Spotted! Poutine hits the road
Smoke's Poutinerie is on its biggest marketing push ever with a travelling eating competition to support the franchise's growth across Canada.
Smoke’s Poutinerie is bringing an eating competition that only it can provide to cities across Canada in its biggest marketing push ever to show support to its growing number of locations.
The tour bears the full name of Smoke’s Poutinerie World Famous Great Canadian Cross Country Plaid Gravy Train Fries Curd & Gravy Weird Wild and Wacky Poutine Eating Tour 2014 (SPWFGCCCPGTFCGWWWPET2014 for short) started yesterday in Halifax and will visit another city every day before the finale in Vancouver on Aug. 19.
The idea for the series, which was organized and planned completely in-house, comes from the success seen at the World Poutine Eating Championship events Smoke’s has been running in Toronto for the last four years.
“What we were getting back from event-goers was that they wanted us all over Canada to see what we could do in other cities,” Danica Linnemann, marketing manager at Smoke’s Poutinerie, tells MiC.
Having first been established as a food truck in 2008, Smoke’s now has over 60 locations across Canada with plans to open its first American location in Los Angeles before the end of the year. With 17 different stops, every city on the tour has at least one Smoke’s location, with some of the stops, such as Moose Jaw, being open for only a matter of weeks.
“We’re going to focus on city locations where we have franchises to support them and show the cities what we do and what we’re capable of,” Linnemann says. “In places like Moose Jaw, this is a way to get the word out and help them establish a fanatical customer base.”
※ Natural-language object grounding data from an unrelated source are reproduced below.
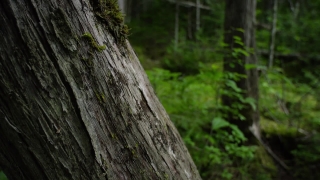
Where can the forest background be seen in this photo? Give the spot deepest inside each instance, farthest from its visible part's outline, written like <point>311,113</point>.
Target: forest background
<point>181,46</point>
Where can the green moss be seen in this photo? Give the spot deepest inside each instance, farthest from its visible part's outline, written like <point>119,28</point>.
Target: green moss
<point>265,160</point>
<point>108,11</point>
<point>271,128</point>
<point>93,43</point>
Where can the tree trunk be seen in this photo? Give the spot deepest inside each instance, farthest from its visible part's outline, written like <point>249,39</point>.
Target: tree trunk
<point>239,24</point>
<point>75,101</point>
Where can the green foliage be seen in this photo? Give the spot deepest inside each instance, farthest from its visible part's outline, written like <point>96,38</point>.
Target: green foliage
<point>193,105</point>
<point>108,11</point>
<point>2,176</point>
<point>289,96</point>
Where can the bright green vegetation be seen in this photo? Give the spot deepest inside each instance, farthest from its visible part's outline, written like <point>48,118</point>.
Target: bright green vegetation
<point>108,11</point>
<point>2,176</point>
<point>189,81</point>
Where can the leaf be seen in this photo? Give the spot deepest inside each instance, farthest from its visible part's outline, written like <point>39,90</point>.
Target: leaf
<point>251,101</point>
<point>218,123</point>
<point>233,85</point>
<point>250,66</point>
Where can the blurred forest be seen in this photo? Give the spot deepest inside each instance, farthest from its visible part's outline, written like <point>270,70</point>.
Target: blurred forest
<point>182,46</point>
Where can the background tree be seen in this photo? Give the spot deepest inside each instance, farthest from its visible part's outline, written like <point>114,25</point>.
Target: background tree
<point>75,101</point>
<point>240,59</point>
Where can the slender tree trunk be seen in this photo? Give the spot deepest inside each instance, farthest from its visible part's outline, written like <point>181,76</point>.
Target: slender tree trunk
<point>75,102</point>
<point>273,33</point>
<point>176,26</point>
<point>198,10</point>
<point>239,23</point>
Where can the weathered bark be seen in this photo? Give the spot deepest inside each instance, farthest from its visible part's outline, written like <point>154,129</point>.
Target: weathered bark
<point>239,22</point>
<point>76,107</point>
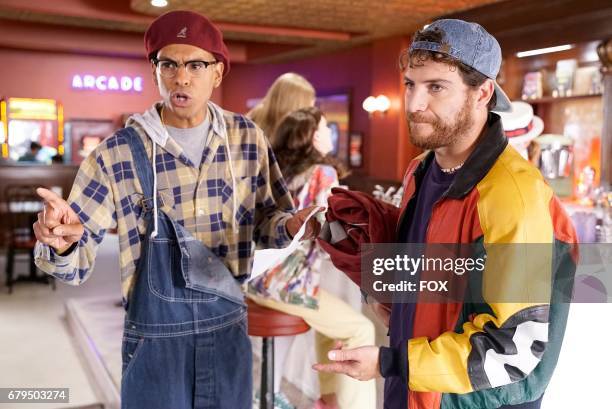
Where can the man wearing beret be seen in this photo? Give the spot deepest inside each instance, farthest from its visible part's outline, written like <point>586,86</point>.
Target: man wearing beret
<point>495,345</point>
<point>191,189</point>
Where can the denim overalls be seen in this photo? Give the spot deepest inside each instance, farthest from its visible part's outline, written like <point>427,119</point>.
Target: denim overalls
<point>185,342</point>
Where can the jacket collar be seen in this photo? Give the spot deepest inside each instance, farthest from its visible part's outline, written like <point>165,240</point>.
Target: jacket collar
<point>477,165</point>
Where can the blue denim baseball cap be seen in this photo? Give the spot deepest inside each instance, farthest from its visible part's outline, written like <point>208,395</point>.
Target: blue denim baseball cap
<point>471,44</point>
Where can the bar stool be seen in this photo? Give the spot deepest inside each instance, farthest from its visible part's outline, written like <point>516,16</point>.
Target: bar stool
<point>268,323</point>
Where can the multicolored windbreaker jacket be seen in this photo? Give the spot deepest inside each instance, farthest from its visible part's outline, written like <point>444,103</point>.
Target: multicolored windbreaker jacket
<point>488,354</point>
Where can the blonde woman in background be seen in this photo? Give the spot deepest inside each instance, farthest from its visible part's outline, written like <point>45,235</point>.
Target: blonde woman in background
<point>302,144</point>
<point>288,93</point>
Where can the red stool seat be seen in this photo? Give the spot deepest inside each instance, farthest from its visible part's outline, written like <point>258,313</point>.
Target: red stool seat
<point>266,322</point>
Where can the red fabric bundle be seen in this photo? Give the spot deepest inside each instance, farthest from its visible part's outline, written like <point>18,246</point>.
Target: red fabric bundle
<point>355,218</point>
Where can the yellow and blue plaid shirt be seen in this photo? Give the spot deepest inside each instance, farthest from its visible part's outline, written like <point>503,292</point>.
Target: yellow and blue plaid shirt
<point>107,194</point>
The main attraction is the team of competitive eaters Smoke’s is bringing with it. In each city, “Furious Pete” Czerwinski, Tim “Gravy” Brown and Pat “Deep Dish” Bertoletti will be going head-to-head in a contest that reflects some aspect of the local culture. At the kick-off event yesterday in Halifax, there was a donair-eating competition. There will be a nod to Kelowna’s history of winemaking when the competitors have to stomp the poutine in a barrel before drinking it. In Calgary, the Stampede will be represented as the eaters race to eat the most bull testicle poutine.
Smoke’s target market is 18- to 25-year-olds, although Linnemann says that age goes as high as 45. Part of the event-heavy marketing the company has previously done – with Smoke’s being available at music festivals and outdoor events across Canada – is part of its history as a food truck, but it also helps deliver the restaurant’s personality in a way that connects with that younger market.
“What’s most important is to show just how fun we are,” Linnemann says. “We’re not just a poutine company. We’re an entertainment company, built on glam rock and love of the 80s, and we enforce that through the music that we play and the events we do.”
As the company grows, so has its marketing budget. Given the company’s history, it makes sense that its biggest push be put behind creating an event like this one, although Linnemann says the company will inevitably have to include other platforms in its strategy.
“You can’t continue to rely on the same media vehicles, but [event-based marketing] has been extremely successful for us so far, so I don’t think at any point we’re going to neglect it completely. It’s a pillar of what we do but there’s always potential for more.”